Expanded shellfish mariculture is an important strategy to improve global food security. However, greenhouse gas (GHG) emissions associated with mariculture are a concern when evaluating the benefits of protein production. In this study, we conducted two field campaigns in a constricted tagelus (Sinonovacula constricta) farming system (March 3–5 and April 21–23, 2021) to observe the changes in GHGs. In a routine cycle of water exchange, the CO₂ fluxes varied and followed a diurnal pattern (−7.6 to 23.1 mmol/m²/d), which is related to changes in the concentrations of dissolved inorganic carbon (DIC) and total alkalinity (TA). Non-CO₂ GHGs were significantly released (CH₄: 0.1–1.0 mmol/m²/d; N₂O: ~0.1 mmol/m²/d) during the farming period and were responsible for over 75% of the net global warming potential over a centurial period. We argue that the significant GHG emissions in the constricted tagelus farming system were mainly attributed to the farming mode, which loads many nutrients to make algae blooms for tagelus feeding and disturbs the sediment surface by water draining/bivalve activity, increasing the possibility of GHG production and emissions. We suggest improving the monoculture mode and tempering the adoption of water drainage to ameliorate the current situation. We recommend that further research in mariculture consider non-CO₂ GHGs, including CH₄ and N₂O, to evaluate the potential of GHG emissions and their local importance.

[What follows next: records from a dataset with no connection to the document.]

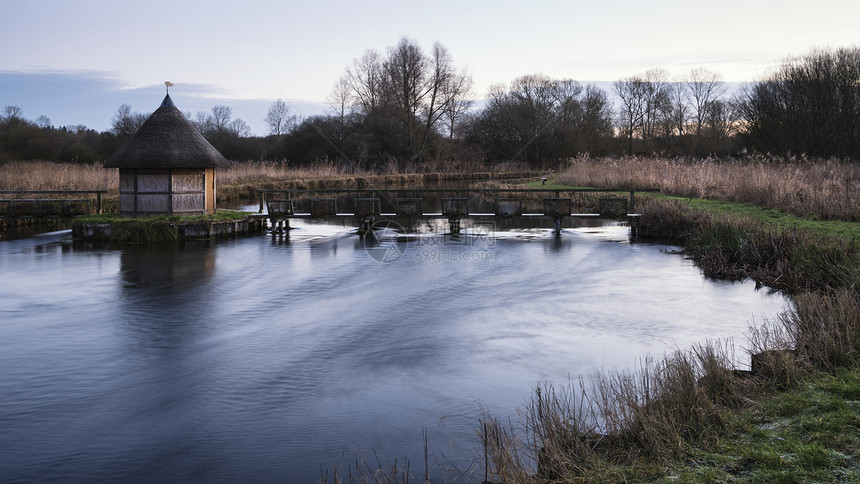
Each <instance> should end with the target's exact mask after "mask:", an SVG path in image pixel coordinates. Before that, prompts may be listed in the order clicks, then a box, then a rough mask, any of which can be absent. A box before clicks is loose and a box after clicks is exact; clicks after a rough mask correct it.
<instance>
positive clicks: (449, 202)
mask: <svg viewBox="0 0 860 484" xmlns="http://www.w3.org/2000/svg"><path fill="white" fill-rule="evenodd" d="M637 191H638V192H657V191H659V190H658V189H651V188H636V189H629V188H618V189H601V188H576V189H554V188H552V189H545V188H525V189H516V188H505V189H503V188H498V189H450V188H405V189H283V190H277V189H266V190H259V191H258V193H259V195H260V209H259V213H260V215H255V216H253V217H255V218H261V219H268V220H269V223H270V225H271V227H272V234H273V235H274V234H275V233H284V232H287V233H289V230H290V228H291V227H290V224H289V220H290V219H291V218H322V217H346V218H354V219H355V220H357V222H358V233H359V234H360V235H363V234H366V233H368V232H369V231H370V230H372V228H373V224H374V223H375V222H376V221H377V220H380V219H382V220H395V221H396V220H405V221H408V222H414V220H416V219H419V218H424V219H428V218H438V219H448V226H449V228H450V231H451V232H452V233H458V232H460V221H461V220H462V219H464V218H471V219H495V218H503V219H510V218H515V217H525V218H542V219H549V220H552V221H554V223H555V230H556V232H559V231H561V226H562V220H563V219H565V218H607V219H625V218H626V219H627V220H628V222H629V223H630V227H631V233H632V234H633V235H636V233H637V231H638V222H639V214H638V213H635V192H637ZM404 193H408V194H410V195H411V197H401V196H400V195H402V194H404ZM574 193H606V194H608V195H611V196H608V197H606V198H600V199H599V206H598V212H597V213H573V212H572V207H573V202H572V199H571V195H572V194H574ZM620 193H627V194H628V195H629V196H627V197H619V196H618V194H620ZM422 194H427V195H436V196H439V195H442V198H441V207H439V208H438V210H439V211H438V212H437V211H428V210H427V208H428V207H427V206H426V202H427V200H426V199H425V198H423V197H420V196H418V197H416V196H415V195H422ZM562 194H567V195H568V196H567V197H562ZM336 195H341V196H343V195H347V198H346V202H345V203H346V204H347V205H351V209H350V211H345V212H340V211H338V199H337V198H334V196H336ZM450 195H455V196H450ZM516 195H528V196H530V197H532V198H530V199H528V200H529V201H531V202H542V205H541V206H542V211H539V212H526V211H525V210H524V199H523V198H522V196H520V197H516ZM542 195H546V196H542ZM322 196H326V197H325V198H323V197H322ZM476 197H482V198H491V199H493V200H494V202H495V203H494V205H495V210H494V212H489V213H476V212H473V211H471V210H470V208H471V207H470V206H469V205H470V201H471V200H472V199H474V198H476ZM340 201H341V202H343V200H340ZM533 205H534V203H533ZM264 208H265V209H266V213H263V209H264Z"/></svg>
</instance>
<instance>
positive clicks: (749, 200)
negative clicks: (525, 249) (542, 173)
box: [556, 157, 860, 221]
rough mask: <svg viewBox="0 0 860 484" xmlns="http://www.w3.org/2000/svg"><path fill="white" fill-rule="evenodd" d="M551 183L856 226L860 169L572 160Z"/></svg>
mask: <svg viewBox="0 0 860 484" xmlns="http://www.w3.org/2000/svg"><path fill="white" fill-rule="evenodd" d="M556 182H558V183H561V184H566V185H575V186H595V187H637V188H646V187H647V188H659V189H661V190H662V191H663V193H666V194H670V195H676V196H682V197H697V198H708V199H713V200H725V201H730V202H742V203H750V204H754V205H758V206H762V207H768V208H774V209H778V210H782V211H784V212H787V213H793V214H795V215H799V216H802V217H807V216H815V217H818V218H821V219H824V220H830V219H838V220H848V221H860V165H858V164H857V163H855V162H850V161H842V160H818V161H810V160H782V159H770V158H765V157H753V158H748V159H743V160H735V159H717V158H705V159H692V160H690V159H667V158H637V157H625V158H589V157H582V158H577V159H574V160H572V161H570V162H569V164H568V166H567V167H565V168H564V169H562V170H561V171H560V172H559V174H558V175H557V177H556Z"/></svg>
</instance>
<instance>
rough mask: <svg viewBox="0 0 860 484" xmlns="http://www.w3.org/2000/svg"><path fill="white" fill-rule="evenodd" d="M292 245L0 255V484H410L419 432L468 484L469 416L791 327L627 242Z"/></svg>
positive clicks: (304, 228)
mask: <svg viewBox="0 0 860 484" xmlns="http://www.w3.org/2000/svg"><path fill="white" fill-rule="evenodd" d="M293 225H294V226H296V227H298V229H297V230H295V231H294V232H293V234H292V237H291V238H290V239H288V240H283V239H277V238H276V239H272V238H271V237H269V236H249V237H242V238H236V239H232V240H221V241H217V242H201V243H186V244H179V245H175V244H170V245H167V246H161V247H144V248H140V247H121V248H97V247H93V246H91V245H88V244H84V243H78V242H74V243H73V242H72V241H71V240H70V239H69V237H70V236H69V234H68V233H67V232H60V233H53V234H45V235H42V236H38V237H34V238H27V239H21V240H13V241H4V242H0V301H2V305H0V372H2V373H0V476H2V478H0V479H2V480H3V481H4V482H16V481H31V480H33V481H48V480H60V481H63V480H68V481H141V482H165V481H174V482H176V481H194V482H199V481H206V482H227V481H244V482H313V481H315V480H320V476H321V469H324V470H326V469H327V470H328V472H329V479H331V476H332V474H331V472H332V471H331V469H333V468H334V467H338V466H342V467H341V468H342V469H346V467H345V464H344V463H345V462H355V460H356V459H359V460H360V461H363V460H365V459H366V460H367V461H369V462H370V464H371V465H372V466H375V465H376V461H377V457H376V456H375V455H374V453H375V454H376V455H378V457H379V459H380V460H381V461H382V462H383V463H393V462H394V459H395V458H396V459H398V463H399V464H400V465H402V462H403V458H404V455H408V456H409V459H410V461H411V465H412V471H413V473H415V474H416V475H423V468H424V458H423V441H422V429H423V428H426V429H427V431H428V434H429V442H430V460H431V461H432V462H433V463H434V469H433V474H434V475H435V476H437V477H442V476H443V475H444V474H445V473H446V470H445V469H453V467H455V466H456V467H457V468H458V469H460V470H461V471H466V470H467V469H469V467H470V463H471V462H472V457H473V456H474V455H477V452H474V451H475V449H478V448H479V443H478V440H477V438H476V433H477V430H478V427H479V424H478V422H479V418H480V415H481V411H482V410H483V409H486V410H488V411H490V412H491V413H493V414H494V415H496V416H499V417H507V416H515V414H516V411H515V409H516V406H517V405H519V404H522V403H523V402H524V401H525V400H526V399H527V398H528V397H529V395H530V392H531V388H532V387H533V386H534V385H535V384H536V383H538V382H540V381H550V382H555V383H559V384H564V383H567V382H568V380H569V379H570V378H573V379H575V378H577V376H578V375H581V374H585V375H588V374H590V373H591V372H592V371H593V370H595V369H599V368H617V367H632V366H635V364H636V362H637V360H638V359H639V358H640V357H642V356H644V355H646V354H648V353H650V354H652V355H657V356H659V355H662V354H663V353H664V352H667V351H671V350H673V349H675V348H678V347H680V348H684V347H687V346H689V345H690V344H692V343H695V342H700V341H704V340H705V339H707V338H726V337H734V338H735V341H736V343H737V345H738V346H743V345H744V343H745V339H744V338H743V334H744V333H745V332H746V328H747V324H748V322H750V321H753V320H760V319H761V318H762V317H767V316H774V315H775V314H777V313H778V312H779V311H781V310H782V309H784V308H785V307H786V305H787V302H786V300H785V299H784V298H783V297H782V296H779V295H774V294H768V293H767V292H765V291H756V290H754V286H753V285H752V284H751V283H743V284H741V283H734V284H733V283H727V282H715V281H709V280H706V279H705V278H703V277H702V275H701V274H700V272H699V270H698V269H697V268H696V267H695V266H694V265H693V264H692V263H691V262H689V261H687V260H685V259H684V258H683V257H682V256H680V255H676V254H672V253H670V252H669V251H668V250H667V249H669V250H671V249H672V247H670V246H665V245H659V244H650V243H638V242H637V243H631V242H629V241H628V228H626V227H622V226H607V227H599V228H579V229H565V230H564V231H563V232H562V233H561V235H560V236H554V235H553V234H552V233H551V232H549V231H547V230H513V231H494V230H493V229H492V227H489V226H485V227H479V228H476V229H473V230H471V231H470V232H469V233H468V234H467V235H463V236H460V237H450V236H445V235H440V234H430V233H428V234H422V235H421V236H420V237H415V238H410V239H409V240H408V241H403V240H402V239H401V241H397V239H396V238H387V237H386V236H384V235H381V236H380V240H379V243H378V244H376V245H375V244H365V243H364V242H363V241H362V239H360V238H359V237H358V236H356V235H355V234H354V233H353V232H354V230H353V229H352V228H350V227H344V226H339V225H324V224H319V225H310V224H305V223H301V222H295V221H294V222H293ZM738 352H739V353H740V350H738ZM466 474H467V477H468V476H472V477H474V476H480V477H483V472H482V470H481V469H473V471H472V473H471V474H470V473H469V472H468V471H467V472H466ZM447 479H448V480H455V479H457V480H461V479H462V480H468V479H466V478H465V477H463V476H461V475H460V474H458V473H457V471H453V470H451V471H450V473H449V474H448V475H447ZM329 482H331V481H329Z"/></svg>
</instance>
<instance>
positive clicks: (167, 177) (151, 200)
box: [119, 168, 215, 217]
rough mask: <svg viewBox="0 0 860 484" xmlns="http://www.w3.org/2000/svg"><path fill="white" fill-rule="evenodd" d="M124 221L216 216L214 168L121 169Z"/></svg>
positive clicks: (120, 168) (120, 193)
mask: <svg viewBox="0 0 860 484" xmlns="http://www.w3.org/2000/svg"><path fill="white" fill-rule="evenodd" d="M119 210H120V215H121V216H123V217H146V216H154V215H205V214H212V213H215V169H214V168H120V170H119Z"/></svg>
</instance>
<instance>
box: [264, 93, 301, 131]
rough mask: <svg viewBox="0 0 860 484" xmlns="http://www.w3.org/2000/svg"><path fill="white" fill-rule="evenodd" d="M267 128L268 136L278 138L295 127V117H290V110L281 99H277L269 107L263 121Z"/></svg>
mask: <svg viewBox="0 0 860 484" xmlns="http://www.w3.org/2000/svg"><path fill="white" fill-rule="evenodd" d="M264 121H266V124H267V125H268V126H269V134H273V135H275V136H280V135H282V134H286V132H287V131H289V129H290V128H291V127H292V126H293V125H295V123H296V117H295V115H290V108H289V107H288V106H287V103H285V102H284V100H283V99H277V100H275V101H274V102H273V103H272V104H270V105H269V112H268V113H267V114H266V118H265V119H264Z"/></svg>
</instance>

扩大贝类海水养殖是改善全球粮食安全的重要战略。然而，在评估蛋白质生产的益处时，与海水养殖相关的温室气体 (GHG) 排放是一个问题。在这项研究中，我们在一个狭窄的黄花 ( Sinonovacula constricta ) 农业系统（2021 年 3 月 3 日至 5 日和 4 月 21 日至 23 日）中进行了两次田间活动，以观察温室气体的变化。在水交换的常规循环中，CO ₂通量变化并遵循昼夜模式（-7.6 至 23.1 mmol/m ² /d），这与溶解无机碳（DIC）浓度和总碱度的变化有关（ TA）。非CO ₂温室气体显着释放（CH ₄：0.1-1.0 mmol/m ²/d; N ₂ O：~0.1 mmol/m ² /d) 在农业时期，在一个世纪期间造成了超过 75% 的净全球变暖潜能值。我们认为，狭窄的挂绳养殖系统中的大量温室气体排放主要归因于养殖模式，该方式加载了许多营养物质，使藻类大量繁殖以供挂绳觅食，并通过排水/双壳类活动扰乱沉积物表面，增加了温室气体产生的可能性和排放。建议改进单一栽培模式，缓和排水采用，以改善现状。我们建议海水养殖的进一步研究考虑非 CO ₂温室气体，包括 CH ₄和 N ₂O，评估温室气体排放的潜力及其在当地的重要性。